A mother and father’s world was turned upside down when their only daughter was diagnosed with a debilitating neurological condition.
Kirstie Aitchison gave birth, for the first time, to a healthy little girl in 2011.
Kirstie and partner Craig Clarke, of Wheatley, Halifax, grew increasingly concerned about the development of Elisha when she stopped waving and communicating at around nine-months-old.
After visiting their GP, Elisha was referred to Calderdale Royal and, after a series of tests, in February this year, she was diagnosed with Rett Syndrome - a genetic disorder which affects one in 12,000 females; causing severe physical and mental disability.
“We were devastated - all our aspirations for our child went from 10-zero in seconds. She will never go to normal school, drive or even get married as she is likely to remain totally dependent on us or carers for the rest of her life.”

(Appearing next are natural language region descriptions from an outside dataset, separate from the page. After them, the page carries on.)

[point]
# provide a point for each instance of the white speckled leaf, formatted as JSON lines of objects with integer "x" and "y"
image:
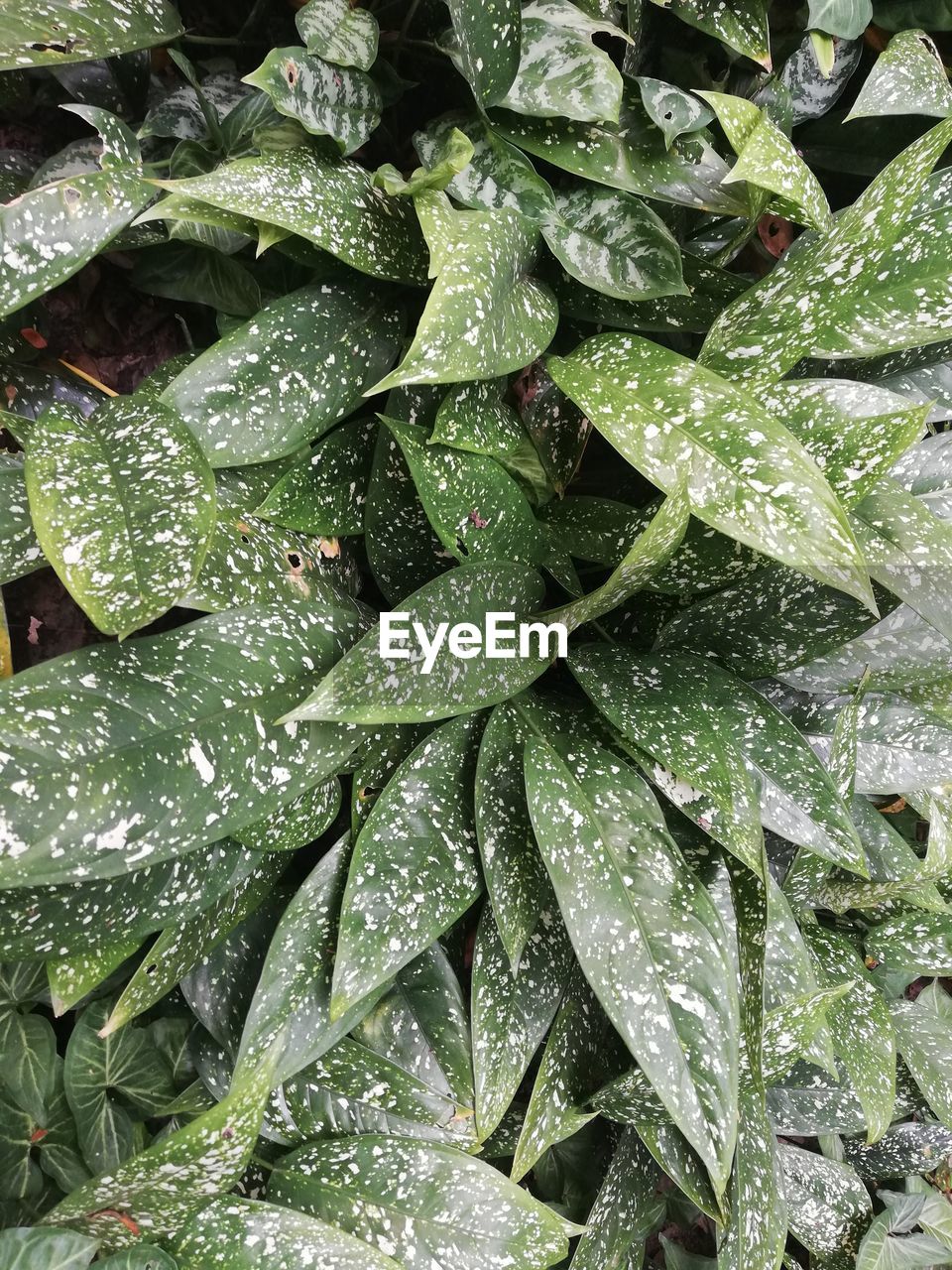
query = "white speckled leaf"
{"x": 649, "y": 554}
{"x": 512, "y": 1011}
{"x": 916, "y": 943}
{"x": 111, "y": 1083}
{"x": 633, "y": 159}
{"x": 291, "y": 1007}
{"x": 55, "y": 922}
{"x": 907, "y": 550}
{"x": 338, "y": 33}
{"x": 330, "y": 202}
{"x": 561, "y": 72}
{"x": 717, "y": 712}
{"x": 32, "y": 1248}
{"x": 907, "y": 79}
{"x": 476, "y": 508}
{"x": 811, "y": 91}
{"x": 429, "y": 1206}
{"x": 327, "y": 100}
{"x": 861, "y": 1029}
{"x": 512, "y": 866}
{"x": 615, "y": 244}
{"x": 828, "y": 1205}
{"x": 671, "y": 109}
{"x": 484, "y": 317}
{"x": 801, "y": 308}
{"x": 123, "y": 507}
{"x": 49, "y": 234}
{"x": 370, "y": 689}
{"x": 55, "y": 32}
{"x": 19, "y": 550}
{"x": 923, "y": 1039}
{"x": 498, "y": 175}
{"x": 474, "y": 417}
{"x": 756, "y": 1232}
{"x": 179, "y": 949}
{"x": 246, "y": 1234}
{"x": 325, "y": 492}
{"x": 625, "y": 1211}
{"x": 767, "y": 159}
{"x": 567, "y": 1072}
{"x": 746, "y": 474}
{"x": 159, "y": 1189}
{"x": 253, "y": 562}
{"x": 414, "y": 866}
{"x": 742, "y": 24}
{"x": 90, "y": 738}
{"x": 647, "y": 935}
{"x": 289, "y": 375}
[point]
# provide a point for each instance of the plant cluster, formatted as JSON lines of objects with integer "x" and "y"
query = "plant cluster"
{"x": 630, "y": 317}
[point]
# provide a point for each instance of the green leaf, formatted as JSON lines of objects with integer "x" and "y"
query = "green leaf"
{"x": 710, "y": 728}
{"x": 671, "y": 109}
{"x": 104, "y": 1078}
{"x": 60, "y": 32}
{"x": 567, "y": 1072}
{"x": 372, "y": 689}
{"x": 512, "y": 1010}
{"x": 472, "y": 503}
{"x": 334, "y": 102}
{"x": 613, "y": 243}
{"x": 159, "y": 1189}
{"x": 860, "y": 1023}
{"x": 325, "y": 343}
{"x": 896, "y": 532}
{"x": 414, "y": 1198}
{"x": 483, "y": 317}
{"x": 338, "y": 33}
{"x": 847, "y": 19}
{"x": 656, "y": 952}
{"x": 907, "y": 79}
{"x": 76, "y": 976}
{"x": 890, "y": 1241}
{"x": 923, "y": 1039}
{"x": 330, "y": 202}
{"x": 414, "y": 866}
{"x": 742, "y": 24}
{"x": 793, "y": 312}
{"x": 181, "y": 712}
{"x": 647, "y": 558}
{"x": 512, "y": 866}
{"x": 49, "y": 234}
{"x": 325, "y": 492}
{"x": 55, "y": 922}
{"x": 625, "y": 1211}
{"x": 24, "y": 1248}
{"x": 633, "y": 159}
{"x": 27, "y": 1056}
{"x": 123, "y": 506}
{"x": 488, "y": 39}
{"x": 474, "y": 417}
{"x": 19, "y": 550}
{"x": 246, "y": 1234}
{"x": 179, "y": 948}
{"x": 747, "y": 475}
{"x": 561, "y": 72}
{"x": 826, "y": 1203}
{"x": 290, "y": 1015}
{"x": 767, "y": 159}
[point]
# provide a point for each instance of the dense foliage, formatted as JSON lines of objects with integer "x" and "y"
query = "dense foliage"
{"x": 638, "y": 317}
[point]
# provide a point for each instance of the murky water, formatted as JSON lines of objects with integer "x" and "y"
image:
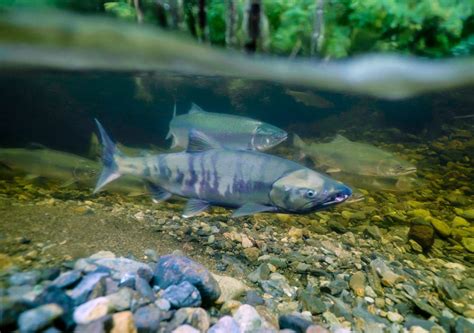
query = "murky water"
{"x": 420, "y": 224}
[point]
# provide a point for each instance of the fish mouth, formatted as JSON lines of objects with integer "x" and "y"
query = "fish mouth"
{"x": 407, "y": 171}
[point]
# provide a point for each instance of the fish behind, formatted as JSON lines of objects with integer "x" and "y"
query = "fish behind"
{"x": 231, "y": 131}
{"x": 208, "y": 174}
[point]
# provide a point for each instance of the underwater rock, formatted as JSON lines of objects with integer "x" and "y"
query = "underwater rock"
{"x": 173, "y": 269}
{"x": 147, "y": 318}
{"x": 248, "y": 318}
{"x": 122, "y": 322}
{"x": 120, "y": 267}
{"x": 67, "y": 279}
{"x": 91, "y": 310}
{"x": 121, "y": 300}
{"x": 295, "y": 323}
{"x": 357, "y": 283}
{"x": 388, "y": 277}
{"x": 468, "y": 243}
{"x": 311, "y": 302}
{"x": 441, "y": 227}
{"x": 185, "y": 329}
{"x": 10, "y": 310}
{"x": 226, "y": 324}
{"x": 196, "y": 317}
{"x": 230, "y": 288}
{"x": 24, "y": 278}
{"x": 261, "y": 273}
{"x": 143, "y": 288}
{"x": 39, "y": 318}
{"x": 53, "y": 294}
{"x": 182, "y": 295}
{"x": 92, "y": 283}
{"x": 422, "y": 232}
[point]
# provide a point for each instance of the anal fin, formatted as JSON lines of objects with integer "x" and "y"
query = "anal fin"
{"x": 158, "y": 193}
{"x": 252, "y": 208}
{"x": 194, "y": 207}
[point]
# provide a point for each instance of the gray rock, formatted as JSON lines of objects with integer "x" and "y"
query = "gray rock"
{"x": 101, "y": 325}
{"x": 226, "y": 324}
{"x": 92, "y": 310}
{"x": 92, "y": 283}
{"x": 121, "y": 300}
{"x": 196, "y": 317}
{"x": 67, "y": 279}
{"x": 10, "y": 310}
{"x": 143, "y": 287}
{"x": 248, "y": 319}
{"x": 464, "y": 326}
{"x": 261, "y": 273}
{"x": 39, "y": 318}
{"x": 231, "y": 288}
{"x": 293, "y": 322}
{"x": 122, "y": 266}
{"x": 311, "y": 302}
{"x": 163, "y": 304}
{"x": 24, "y": 278}
{"x": 182, "y": 295}
{"x": 185, "y": 329}
{"x": 147, "y": 319}
{"x": 172, "y": 270}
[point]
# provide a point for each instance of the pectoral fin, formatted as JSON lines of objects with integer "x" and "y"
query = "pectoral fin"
{"x": 194, "y": 207}
{"x": 158, "y": 193}
{"x": 252, "y": 208}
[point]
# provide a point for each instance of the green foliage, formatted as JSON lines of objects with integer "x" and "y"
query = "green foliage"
{"x": 431, "y": 28}
{"x": 120, "y": 9}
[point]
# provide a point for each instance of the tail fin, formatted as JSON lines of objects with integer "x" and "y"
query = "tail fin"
{"x": 297, "y": 142}
{"x": 174, "y": 116}
{"x": 110, "y": 169}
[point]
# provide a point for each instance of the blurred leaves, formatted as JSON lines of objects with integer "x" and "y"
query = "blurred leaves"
{"x": 431, "y": 28}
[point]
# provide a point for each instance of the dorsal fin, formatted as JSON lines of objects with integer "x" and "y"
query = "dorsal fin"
{"x": 340, "y": 138}
{"x": 198, "y": 141}
{"x": 195, "y": 109}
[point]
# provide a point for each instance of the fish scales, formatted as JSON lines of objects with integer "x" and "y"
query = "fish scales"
{"x": 221, "y": 176}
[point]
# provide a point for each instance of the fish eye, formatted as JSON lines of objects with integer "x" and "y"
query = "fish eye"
{"x": 310, "y": 193}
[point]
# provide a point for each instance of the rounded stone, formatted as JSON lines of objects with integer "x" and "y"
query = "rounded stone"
{"x": 174, "y": 269}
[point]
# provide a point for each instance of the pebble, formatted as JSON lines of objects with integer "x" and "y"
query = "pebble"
{"x": 182, "y": 295}
{"x": 230, "y": 288}
{"x": 295, "y": 323}
{"x": 174, "y": 269}
{"x": 89, "y": 283}
{"x": 185, "y": 329}
{"x": 248, "y": 318}
{"x": 121, "y": 300}
{"x": 147, "y": 318}
{"x": 67, "y": 279}
{"x": 226, "y": 324}
{"x": 39, "y": 318}
{"x": 357, "y": 283}
{"x": 122, "y": 322}
{"x": 441, "y": 227}
{"x": 394, "y": 317}
{"x": 24, "y": 278}
{"x": 92, "y": 310}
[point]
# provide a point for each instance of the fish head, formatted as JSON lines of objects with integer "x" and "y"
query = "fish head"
{"x": 267, "y": 136}
{"x": 395, "y": 168}
{"x": 305, "y": 190}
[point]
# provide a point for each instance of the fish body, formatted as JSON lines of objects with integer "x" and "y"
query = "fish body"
{"x": 343, "y": 155}
{"x": 65, "y": 168}
{"x": 208, "y": 175}
{"x": 231, "y": 131}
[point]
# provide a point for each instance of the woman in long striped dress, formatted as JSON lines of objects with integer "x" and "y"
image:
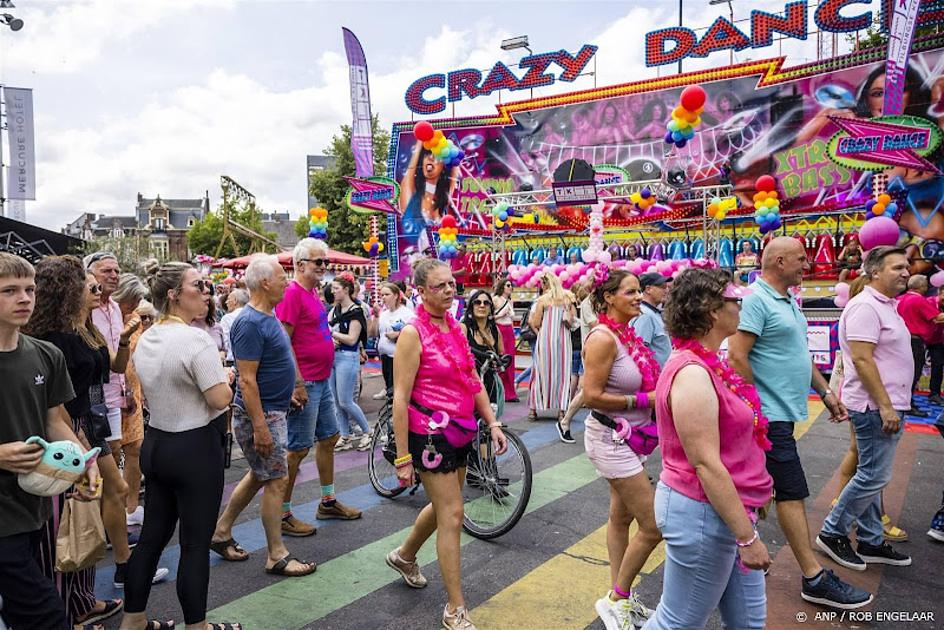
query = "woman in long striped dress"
{"x": 551, "y": 318}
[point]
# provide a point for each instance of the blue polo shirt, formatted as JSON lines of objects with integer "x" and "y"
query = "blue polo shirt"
{"x": 651, "y": 329}
{"x": 780, "y": 358}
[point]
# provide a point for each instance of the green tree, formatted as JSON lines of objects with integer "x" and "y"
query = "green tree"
{"x": 204, "y": 237}
{"x": 346, "y": 229}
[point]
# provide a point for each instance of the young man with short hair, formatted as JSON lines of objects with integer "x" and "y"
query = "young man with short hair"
{"x": 36, "y": 384}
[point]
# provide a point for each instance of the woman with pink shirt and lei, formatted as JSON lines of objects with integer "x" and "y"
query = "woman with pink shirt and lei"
{"x": 713, "y": 436}
{"x": 436, "y": 393}
{"x": 619, "y": 386}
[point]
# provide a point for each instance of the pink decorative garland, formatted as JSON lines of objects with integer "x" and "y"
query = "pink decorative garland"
{"x": 642, "y": 356}
{"x": 741, "y": 388}
{"x": 453, "y": 345}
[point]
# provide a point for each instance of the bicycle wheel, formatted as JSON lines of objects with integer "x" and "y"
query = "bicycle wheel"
{"x": 497, "y": 489}
{"x": 380, "y": 456}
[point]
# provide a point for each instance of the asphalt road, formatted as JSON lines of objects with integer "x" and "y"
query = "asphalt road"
{"x": 548, "y": 571}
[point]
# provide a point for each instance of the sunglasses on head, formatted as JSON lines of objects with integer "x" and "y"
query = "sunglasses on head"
{"x": 318, "y": 262}
{"x": 97, "y": 256}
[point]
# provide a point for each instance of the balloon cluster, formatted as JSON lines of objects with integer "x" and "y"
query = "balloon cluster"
{"x": 686, "y": 117}
{"x": 373, "y": 247}
{"x": 443, "y": 148}
{"x": 573, "y": 273}
{"x": 596, "y": 252}
{"x": 719, "y": 207}
{"x": 501, "y": 216}
{"x": 767, "y": 204}
{"x": 448, "y": 245}
{"x": 643, "y": 199}
{"x": 880, "y": 206}
{"x": 318, "y": 223}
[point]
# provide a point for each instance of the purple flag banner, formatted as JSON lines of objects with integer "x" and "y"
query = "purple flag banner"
{"x": 361, "y": 137}
{"x": 904, "y": 19}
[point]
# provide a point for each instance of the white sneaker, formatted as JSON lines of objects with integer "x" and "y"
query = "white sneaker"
{"x": 622, "y": 614}
{"x": 458, "y": 620}
{"x": 136, "y": 517}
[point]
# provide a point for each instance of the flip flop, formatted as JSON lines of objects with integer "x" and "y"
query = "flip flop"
{"x": 112, "y": 606}
{"x": 280, "y": 567}
{"x": 222, "y": 548}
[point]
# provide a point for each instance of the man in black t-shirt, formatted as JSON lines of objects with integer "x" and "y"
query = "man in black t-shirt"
{"x": 35, "y": 386}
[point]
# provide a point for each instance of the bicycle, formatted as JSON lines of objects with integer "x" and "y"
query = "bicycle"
{"x": 497, "y": 488}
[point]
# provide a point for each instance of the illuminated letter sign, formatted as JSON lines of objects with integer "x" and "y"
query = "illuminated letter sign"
{"x": 469, "y": 83}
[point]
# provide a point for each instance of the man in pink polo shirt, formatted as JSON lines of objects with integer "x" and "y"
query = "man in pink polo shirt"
{"x": 315, "y": 423}
{"x": 921, "y": 317}
{"x": 876, "y": 388}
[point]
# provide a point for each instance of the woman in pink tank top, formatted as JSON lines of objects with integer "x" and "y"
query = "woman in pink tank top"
{"x": 436, "y": 392}
{"x": 618, "y": 386}
{"x": 713, "y": 437}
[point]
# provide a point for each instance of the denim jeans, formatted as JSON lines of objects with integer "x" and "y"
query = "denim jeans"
{"x": 861, "y": 499}
{"x": 344, "y": 375}
{"x": 701, "y": 570}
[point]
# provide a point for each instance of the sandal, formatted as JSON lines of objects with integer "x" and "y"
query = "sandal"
{"x": 281, "y": 567}
{"x": 112, "y": 606}
{"x": 222, "y": 547}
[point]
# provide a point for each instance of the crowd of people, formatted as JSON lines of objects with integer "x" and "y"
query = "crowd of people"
{"x": 162, "y": 372}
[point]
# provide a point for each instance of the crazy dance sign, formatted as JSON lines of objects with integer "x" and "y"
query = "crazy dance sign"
{"x": 886, "y": 141}
{"x": 469, "y": 83}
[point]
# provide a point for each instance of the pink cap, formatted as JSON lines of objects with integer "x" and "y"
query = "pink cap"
{"x": 735, "y": 292}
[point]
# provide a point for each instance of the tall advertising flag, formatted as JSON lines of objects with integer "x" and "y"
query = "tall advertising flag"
{"x": 904, "y": 20}
{"x": 22, "y": 170}
{"x": 361, "y": 137}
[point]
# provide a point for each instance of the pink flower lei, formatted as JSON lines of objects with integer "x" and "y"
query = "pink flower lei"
{"x": 453, "y": 345}
{"x": 642, "y": 356}
{"x": 742, "y": 389}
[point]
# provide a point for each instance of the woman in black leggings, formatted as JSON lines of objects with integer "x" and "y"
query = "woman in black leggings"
{"x": 182, "y": 456}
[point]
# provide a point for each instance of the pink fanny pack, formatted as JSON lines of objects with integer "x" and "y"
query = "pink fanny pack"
{"x": 458, "y": 431}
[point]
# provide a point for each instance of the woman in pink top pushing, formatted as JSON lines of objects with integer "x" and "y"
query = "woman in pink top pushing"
{"x": 436, "y": 392}
{"x": 618, "y": 386}
{"x": 714, "y": 479}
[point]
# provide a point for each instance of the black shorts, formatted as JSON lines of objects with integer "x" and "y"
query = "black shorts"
{"x": 453, "y": 457}
{"x": 783, "y": 463}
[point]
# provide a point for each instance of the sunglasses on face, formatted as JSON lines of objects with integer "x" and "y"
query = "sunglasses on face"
{"x": 318, "y": 262}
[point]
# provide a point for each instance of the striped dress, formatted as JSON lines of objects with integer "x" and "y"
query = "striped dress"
{"x": 550, "y": 385}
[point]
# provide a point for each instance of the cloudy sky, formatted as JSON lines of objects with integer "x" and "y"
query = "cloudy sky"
{"x": 163, "y": 96}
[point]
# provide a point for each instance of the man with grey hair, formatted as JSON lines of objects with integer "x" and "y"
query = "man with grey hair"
{"x": 264, "y": 394}
{"x": 235, "y": 301}
{"x": 921, "y": 317}
{"x": 770, "y": 350}
{"x": 876, "y": 386}
{"x": 315, "y": 424}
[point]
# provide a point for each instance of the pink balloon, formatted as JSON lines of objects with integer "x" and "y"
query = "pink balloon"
{"x": 878, "y": 231}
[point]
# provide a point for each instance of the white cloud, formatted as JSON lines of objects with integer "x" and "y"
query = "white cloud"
{"x": 231, "y": 123}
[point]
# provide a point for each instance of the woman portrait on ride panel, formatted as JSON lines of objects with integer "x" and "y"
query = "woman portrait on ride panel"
{"x": 425, "y": 190}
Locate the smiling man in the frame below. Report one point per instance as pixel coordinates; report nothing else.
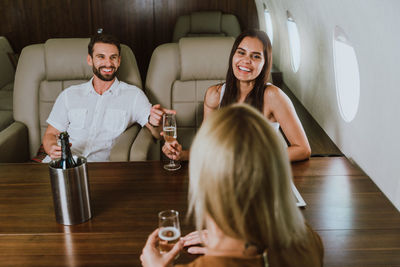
(95, 113)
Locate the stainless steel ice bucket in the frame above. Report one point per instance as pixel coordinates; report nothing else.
(71, 194)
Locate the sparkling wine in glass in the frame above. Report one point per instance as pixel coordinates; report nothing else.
(170, 135)
(169, 230)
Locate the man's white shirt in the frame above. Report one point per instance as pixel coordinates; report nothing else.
(94, 121)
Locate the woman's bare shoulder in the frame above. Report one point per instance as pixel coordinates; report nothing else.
(273, 93)
(212, 96)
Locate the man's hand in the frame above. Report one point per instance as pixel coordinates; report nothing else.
(50, 142)
(54, 151)
(151, 255)
(156, 114)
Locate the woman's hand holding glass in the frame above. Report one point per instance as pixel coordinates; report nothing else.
(151, 255)
(170, 135)
(197, 244)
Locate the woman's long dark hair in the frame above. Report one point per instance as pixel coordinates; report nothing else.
(256, 96)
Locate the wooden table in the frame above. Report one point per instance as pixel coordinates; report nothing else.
(358, 225)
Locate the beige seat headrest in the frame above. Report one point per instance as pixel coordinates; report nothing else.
(65, 59)
(204, 58)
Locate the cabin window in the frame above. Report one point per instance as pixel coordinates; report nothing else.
(294, 42)
(347, 75)
(268, 24)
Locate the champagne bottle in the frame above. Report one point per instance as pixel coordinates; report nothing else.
(66, 161)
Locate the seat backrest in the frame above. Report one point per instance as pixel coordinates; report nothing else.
(179, 75)
(209, 23)
(44, 70)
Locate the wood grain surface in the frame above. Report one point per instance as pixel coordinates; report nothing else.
(358, 225)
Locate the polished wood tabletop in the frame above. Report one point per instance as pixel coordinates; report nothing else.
(357, 223)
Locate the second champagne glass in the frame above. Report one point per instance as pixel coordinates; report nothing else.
(170, 135)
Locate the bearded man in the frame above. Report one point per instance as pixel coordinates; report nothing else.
(95, 113)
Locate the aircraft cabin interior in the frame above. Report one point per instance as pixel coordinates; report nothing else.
(334, 68)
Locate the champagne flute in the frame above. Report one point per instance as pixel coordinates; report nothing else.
(170, 135)
(169, 230)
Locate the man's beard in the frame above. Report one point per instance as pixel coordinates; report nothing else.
(104, 78)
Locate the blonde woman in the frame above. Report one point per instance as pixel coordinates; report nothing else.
(240, 193)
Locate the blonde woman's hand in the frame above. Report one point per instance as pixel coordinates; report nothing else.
(151, 256)
(195, 242)
(172, 150)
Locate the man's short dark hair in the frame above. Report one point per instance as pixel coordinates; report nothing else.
(103, 38)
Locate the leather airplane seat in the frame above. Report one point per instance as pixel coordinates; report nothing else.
(179, 75)
(8, 62)
(43, 71)
(206, 23)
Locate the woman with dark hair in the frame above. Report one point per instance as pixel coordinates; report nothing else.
(250, 64)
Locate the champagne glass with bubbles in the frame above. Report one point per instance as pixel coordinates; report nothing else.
(169, 231)
(170, 135)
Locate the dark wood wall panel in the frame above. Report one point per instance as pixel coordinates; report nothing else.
(140, 24)
(27, 22)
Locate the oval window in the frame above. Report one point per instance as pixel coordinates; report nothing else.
(347, 76)
(294, 42)
(268, 24)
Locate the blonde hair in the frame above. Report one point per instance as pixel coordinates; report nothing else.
(240, 176)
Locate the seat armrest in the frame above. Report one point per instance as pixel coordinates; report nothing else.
(122, 146)
(14, 145)
(145, 147)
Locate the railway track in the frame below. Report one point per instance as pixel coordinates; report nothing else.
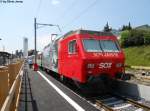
(111, 102)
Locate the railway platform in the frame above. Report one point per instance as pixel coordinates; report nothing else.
(41, 92)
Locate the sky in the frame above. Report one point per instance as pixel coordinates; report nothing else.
(17, 19)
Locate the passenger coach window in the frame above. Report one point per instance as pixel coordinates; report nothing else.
(72, 47)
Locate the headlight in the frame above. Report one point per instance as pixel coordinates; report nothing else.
(90, 65)
(119, 65)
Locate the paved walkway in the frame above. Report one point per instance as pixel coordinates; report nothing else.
(38, 95)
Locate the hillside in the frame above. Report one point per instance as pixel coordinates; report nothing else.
(143, 27)
(138, 56)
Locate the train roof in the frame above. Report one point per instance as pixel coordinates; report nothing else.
(81, 31)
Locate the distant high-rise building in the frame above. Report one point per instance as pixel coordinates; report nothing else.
(25, 47)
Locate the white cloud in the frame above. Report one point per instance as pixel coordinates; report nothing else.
(55, 2)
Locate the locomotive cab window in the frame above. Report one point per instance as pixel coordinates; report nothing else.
(93, 45)
(72, 47)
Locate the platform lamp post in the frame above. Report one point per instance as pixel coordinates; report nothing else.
(36, 26)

Elisha has a one in five chance of walking and chances of her talking is low, unless a medical breakthrough is discovered.
“We’ve had to learn to accept it. And she’s a beautiful happy little girl - she’s our little smiler. We live in hope that a cure is found.”
The couple are now fundraising for Cure Rett in the hope of finding a cure for the condition affecting their little girl and others.
On Sunday, they are holding a fundraising day at St Malachy Parish Rooms, Ovenden Way Top, Ovenden, from 1pm onwards and welcome people to join them.
On the day, Elisha will meet two-year-old Oliva - a local girl who has also been diagnosed with Rett Syndrome.